Na uraz lepszy ciepły kompres czy worek lodu?
Intensywne ćwiczenia fizyczne mogą powodować niewielkie uszkodzenia tkanki mięśniowej, czego rezultatem są stany zapalne i ból. Eksperci są zgodni: w ciągu pierwszych dwóch dób po wystąpieniu urazu należy stosować chłodzące okłady. Nie tylko przynoszą ulgę, ale też zapobiegają powstawaniu opuchlizny. Woreczki z lodem najlepiej przykładać 3 razy dziennie po 15-20 minut. Jeśli pod ręką nie ma lodu, można go zastąpić paczkami mrożonych warzyw.
Jednak po upływie 48 godzin chłodzenie miejsca, w którym powstał uraz przestaje być pożyteczne.

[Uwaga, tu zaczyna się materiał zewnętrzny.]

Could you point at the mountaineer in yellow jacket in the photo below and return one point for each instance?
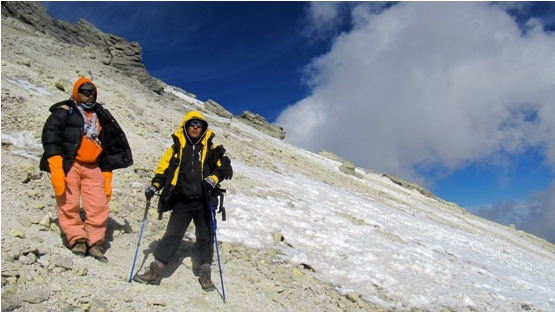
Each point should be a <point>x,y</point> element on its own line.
<point>188,174</point>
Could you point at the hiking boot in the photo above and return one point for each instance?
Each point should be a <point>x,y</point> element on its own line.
<point>97,252</point>
<point>152,275</point>
<point>80,247</point>
<point>204,278</point>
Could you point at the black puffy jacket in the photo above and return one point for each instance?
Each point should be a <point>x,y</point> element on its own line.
<point>63,131</point>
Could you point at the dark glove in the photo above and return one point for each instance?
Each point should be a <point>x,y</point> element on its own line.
<point>226,170</point>
<point>149,192</point>
<point>209,187</point>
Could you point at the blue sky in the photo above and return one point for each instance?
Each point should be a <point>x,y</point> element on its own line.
<point>455,96</point>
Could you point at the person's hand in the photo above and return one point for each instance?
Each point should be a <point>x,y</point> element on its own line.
<point>149,192</point>
<point>209,186</point>
<point>226,170</point>
<point>108,184</point>
<point>57,175</point>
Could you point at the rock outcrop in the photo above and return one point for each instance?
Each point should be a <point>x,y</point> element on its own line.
<point>259,123</point>
<point>123,55</point>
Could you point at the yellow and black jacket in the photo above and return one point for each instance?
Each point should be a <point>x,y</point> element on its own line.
<point>186,164</point>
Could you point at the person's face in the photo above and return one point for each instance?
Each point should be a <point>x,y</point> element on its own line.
<point>87,96</point>
<point>195,129</point>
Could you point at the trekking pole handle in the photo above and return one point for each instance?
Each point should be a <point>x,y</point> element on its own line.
<point>146,209</point>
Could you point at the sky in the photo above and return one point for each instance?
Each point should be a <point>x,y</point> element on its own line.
<point>455,96</point>
<point>411,252</point>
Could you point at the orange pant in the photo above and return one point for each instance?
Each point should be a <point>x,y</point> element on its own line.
<point>84,182</point>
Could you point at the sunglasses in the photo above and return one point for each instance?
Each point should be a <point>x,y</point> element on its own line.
<point>196,123</point>
<point>87,92</point>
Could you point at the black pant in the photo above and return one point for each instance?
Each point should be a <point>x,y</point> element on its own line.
<point>183,212</point>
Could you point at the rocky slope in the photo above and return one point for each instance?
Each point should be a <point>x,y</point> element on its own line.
<point>41,58</point>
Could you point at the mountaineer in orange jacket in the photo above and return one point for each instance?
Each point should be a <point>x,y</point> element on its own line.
<point>83,144</point>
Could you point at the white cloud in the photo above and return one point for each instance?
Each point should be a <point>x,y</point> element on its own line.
<point>535,215</point>
<point>429,83</point>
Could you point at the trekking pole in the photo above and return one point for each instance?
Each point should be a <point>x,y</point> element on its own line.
<point>217,251</point>
<point>139,242</point>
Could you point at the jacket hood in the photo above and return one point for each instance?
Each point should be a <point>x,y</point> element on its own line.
<point>79,83</point>
<point>190,116</point>
<point>181,132</point>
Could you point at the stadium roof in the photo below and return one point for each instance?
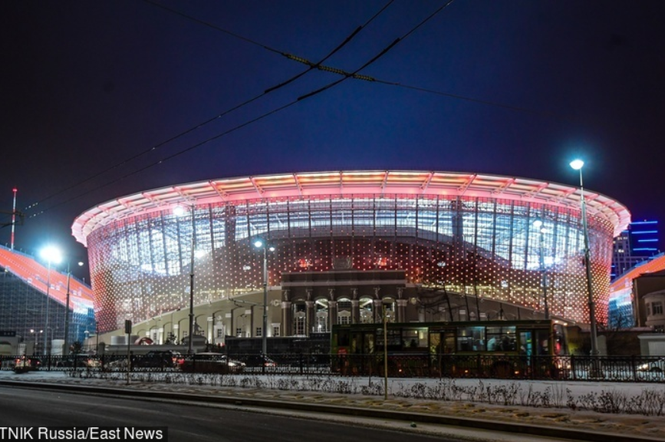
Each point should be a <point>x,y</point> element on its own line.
<point>36,275</point>
<point>349,183</point>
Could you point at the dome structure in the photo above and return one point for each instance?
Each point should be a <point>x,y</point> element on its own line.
<point>493,237</point>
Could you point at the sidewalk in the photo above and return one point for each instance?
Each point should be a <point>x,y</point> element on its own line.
<point>564,423</point>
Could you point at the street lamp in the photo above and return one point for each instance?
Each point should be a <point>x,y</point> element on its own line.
<point>51,255</point>
<point>180,211</point>
<point>577,165</point>
<point>538,224</point>
<point>65,346</point>
<point>260,244</point>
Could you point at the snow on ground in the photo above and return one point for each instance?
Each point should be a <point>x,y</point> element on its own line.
<point>628,408</point>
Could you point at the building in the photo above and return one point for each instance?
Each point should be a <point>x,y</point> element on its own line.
<point>636,244</point>
<point>427,245</point>
<point>23,298</point>
<point>637,297</point>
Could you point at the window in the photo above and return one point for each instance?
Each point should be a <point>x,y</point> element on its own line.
<point>501,339</point>
<point>471,339</point>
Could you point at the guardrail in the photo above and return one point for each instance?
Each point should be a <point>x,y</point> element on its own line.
<point>570,368</point>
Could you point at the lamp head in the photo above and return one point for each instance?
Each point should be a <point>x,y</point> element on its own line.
<point>51,254</point>
<point>577,164</point>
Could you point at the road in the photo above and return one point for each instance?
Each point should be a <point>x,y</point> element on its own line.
<point>185,422</point>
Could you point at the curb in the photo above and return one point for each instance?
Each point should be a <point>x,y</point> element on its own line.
<point>505,427</point>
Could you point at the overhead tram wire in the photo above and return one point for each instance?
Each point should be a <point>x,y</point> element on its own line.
<point>354,74</point>
<point>210,120</point>
<point>319,65</point>
<point>297,100</point>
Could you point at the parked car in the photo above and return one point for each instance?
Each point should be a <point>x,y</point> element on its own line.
<point>208,362</point>
<point>81,360</point>
<point>157,359</point>
<point>26,363</point>
<point>655,366</point>
<point>259,360</point>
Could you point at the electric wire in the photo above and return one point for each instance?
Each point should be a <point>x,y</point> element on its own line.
<point>278,109</point>
<point>222,114</point>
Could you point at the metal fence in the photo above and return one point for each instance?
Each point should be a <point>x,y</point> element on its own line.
<point>571,368</point>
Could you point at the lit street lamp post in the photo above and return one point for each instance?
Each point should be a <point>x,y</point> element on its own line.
<point>65,346</point>
<point>538,224</point>
<point>179,211</point>
<point>259,244</point>
<point>52,255</point>
<point>577,165</point>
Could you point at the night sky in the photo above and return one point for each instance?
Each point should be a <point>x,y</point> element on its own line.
<point>516,88</point>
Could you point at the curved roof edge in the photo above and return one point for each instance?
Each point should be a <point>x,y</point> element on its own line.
<point>348,183</point>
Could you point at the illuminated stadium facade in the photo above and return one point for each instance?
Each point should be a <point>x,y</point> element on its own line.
<point>473,236</point>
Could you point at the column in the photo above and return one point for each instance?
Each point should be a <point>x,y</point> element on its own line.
<point>332,314</point>
<point>378,311</point>
<point>355,311</point>
<point>287,319</point>
<point>401,310</point>
<point>311,318</point>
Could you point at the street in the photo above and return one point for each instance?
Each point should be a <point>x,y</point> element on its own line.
<point>185,422</point>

Wtedy jest pora na ciepłe kompresy. Ułatwiają przepływ krwi do chorego miejsca, co umożliwia proces naprawczy tkanki mięśniowej. Ciepła kąpiel może także przynieść ulgę w bólu - twierdzi Carol E. Torgan - rzecznik Amerykańskiego Collegeâu Medycyny Sportowej (American College of Sports Medicine). Jeśli ciepłe okłady czy kąpiele połączy się z delikatnym rozciąganiem i lekkimi ćwiczeniami fizycznymi, można szybko wrócić do dobrej formy.